С этими словами он вошел в загон, не имея в руках ничего, кроме связки ключей, и с лязгом захлопнул за собой дверцу. Затем пересек пустую территорию, направляясь к пещере, и скрылся в ней. Появился он, почесывая в затылке.
Все в порядке, сказал смотритель, все на месте. Только удивительно я насчитал восемь штук, а всегда думал, что их семь. Наверно, ошибся в прошлый раз. Все зверюги крупные, да и не сезон сейчас. К тому же это не мое дело.
Он тщательно запер дверцу, проверяя замок, дернул ее несколько раз и со смущенным видом повернулся ко мне.
Лучше об этом не говорить, пробормотал он, уставясь в землю. Могут быть неприятности… Придется писать объяснительную.
Я уверил его, что буду нем как рыба. Его лицо просветлело.
Вы неплохой человек, наконец выговорил он. Если вам понадобятся отводки, только мигните.
Садоводством я не особенно интересуюсь, но, признаться, я был тронут таким свидетельством дружбы, ибо знаю, какую борьбу ведут садовники парка с любителями редких растений, и особенно кактусов. Наглость и хитроумие этих хищников побеждает любые преграды. Тогда я не заподозрил, что он пытается купить мое молчание. Чтобы смотритель чувствовал себя обязанным, я пообещал обратиться к нему и поспешно распрощался, пока он не начал предлагать мне овощи.
Версия смотрителя была вполне вероятной, более того, единственно достоверной. Но она оставила у меня какое-то чувство неудовлетворенности. Мне виделось, как ночью мокрилии возятся с запором, а потом расползаются по уснувшему зоопарку или даже за его пределы, к заре возвращаясь в загон.
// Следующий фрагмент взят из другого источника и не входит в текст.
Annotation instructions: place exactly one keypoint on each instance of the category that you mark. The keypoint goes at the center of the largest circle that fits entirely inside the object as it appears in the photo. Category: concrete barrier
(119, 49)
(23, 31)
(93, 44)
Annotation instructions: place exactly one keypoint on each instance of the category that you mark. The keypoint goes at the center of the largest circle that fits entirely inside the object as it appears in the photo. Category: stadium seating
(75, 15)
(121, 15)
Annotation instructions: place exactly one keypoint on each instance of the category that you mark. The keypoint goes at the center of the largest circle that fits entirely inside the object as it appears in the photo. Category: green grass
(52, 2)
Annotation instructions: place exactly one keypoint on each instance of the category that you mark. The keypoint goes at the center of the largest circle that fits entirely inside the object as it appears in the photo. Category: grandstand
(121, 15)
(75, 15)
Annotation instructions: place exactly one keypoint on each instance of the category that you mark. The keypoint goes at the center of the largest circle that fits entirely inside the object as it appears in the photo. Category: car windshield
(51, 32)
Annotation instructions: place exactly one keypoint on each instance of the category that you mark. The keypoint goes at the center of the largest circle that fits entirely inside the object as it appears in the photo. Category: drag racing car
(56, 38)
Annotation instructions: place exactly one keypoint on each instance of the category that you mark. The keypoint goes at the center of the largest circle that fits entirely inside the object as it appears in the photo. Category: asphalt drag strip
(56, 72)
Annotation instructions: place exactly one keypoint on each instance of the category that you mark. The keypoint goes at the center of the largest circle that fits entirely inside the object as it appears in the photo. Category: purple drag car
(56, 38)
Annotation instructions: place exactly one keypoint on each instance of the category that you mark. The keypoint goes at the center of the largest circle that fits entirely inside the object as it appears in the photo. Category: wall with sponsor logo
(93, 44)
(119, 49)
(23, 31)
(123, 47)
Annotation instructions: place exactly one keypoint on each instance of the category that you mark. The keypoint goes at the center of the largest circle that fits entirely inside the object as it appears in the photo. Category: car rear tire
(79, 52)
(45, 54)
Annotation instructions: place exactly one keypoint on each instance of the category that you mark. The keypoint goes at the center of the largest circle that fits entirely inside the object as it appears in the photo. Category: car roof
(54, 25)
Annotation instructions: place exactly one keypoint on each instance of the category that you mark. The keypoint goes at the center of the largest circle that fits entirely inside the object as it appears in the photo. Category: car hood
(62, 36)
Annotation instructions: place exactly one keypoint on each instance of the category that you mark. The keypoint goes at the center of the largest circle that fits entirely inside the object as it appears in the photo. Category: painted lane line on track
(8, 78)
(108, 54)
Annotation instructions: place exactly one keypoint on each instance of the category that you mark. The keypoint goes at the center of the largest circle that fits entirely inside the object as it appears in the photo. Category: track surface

Это происшествие расстроило мой сон. Я совершал долгие ночные моционы вокруг зоосада. Вскоре они стали смахивать на дозорную службу. Сад ночью никогда не засыпает. По мере того как затихает город, все дальше разносятся рев, ржание, лай, визг, вой, хохот, уханье свой голос подают слоны, волки, гиены, филины. В разгар ночи звуки джунглей слышны за два квартала. Я вышагивал вдоль решеток, время от времени останавливался, прислушиваясь, пытаясь уловить в ночном концерте признаки необычного. В самом начале улицы, напротив входа в лабиринт, журчал фонтан Кювье, но ни одно животное не приходило туда на водопой. Все дверцы были закрыты. И если вдруг слышался скрип одной из них, сердце мое принималось учащенно биться. Но дверцы пытался открыть только ветер.
Я всматривался в непроглядную тьму. Напрасно. Я чувствовал, что за мной следят, и, когда крики животных неожиданно усиливались, сердце мое леденело от ужаса и я ждал неведомого несчастья. Я таращил глаза, пытаясь пронзить взглядом листву, перехватывающую скупой свет фонарей, злясь на то, что буду отделен от тайны в тот самый момент, когда она перестанет быть ею. Нередко я теребил замки на дверцах, но они успешно противостояли моим усилиям. Я бы дорого дал за возможность жить в одном из домов для состоятельных буржуа с окнами на юговосточную часть зоопарка. Я всегда мечтал об этом, но теперь моя мечта наполнилась новым содержанием.
Я часто встречался с ночным полицейским патрулем. Вначале я опасался, что покажусь подозрительным. Но регулярность наших встреч навела их на мысль, что я выполнял некое конфиденциальное поручение. Они стали здороваться со мной, вначале издали и коротко, затем наши отношения стали более теплыми.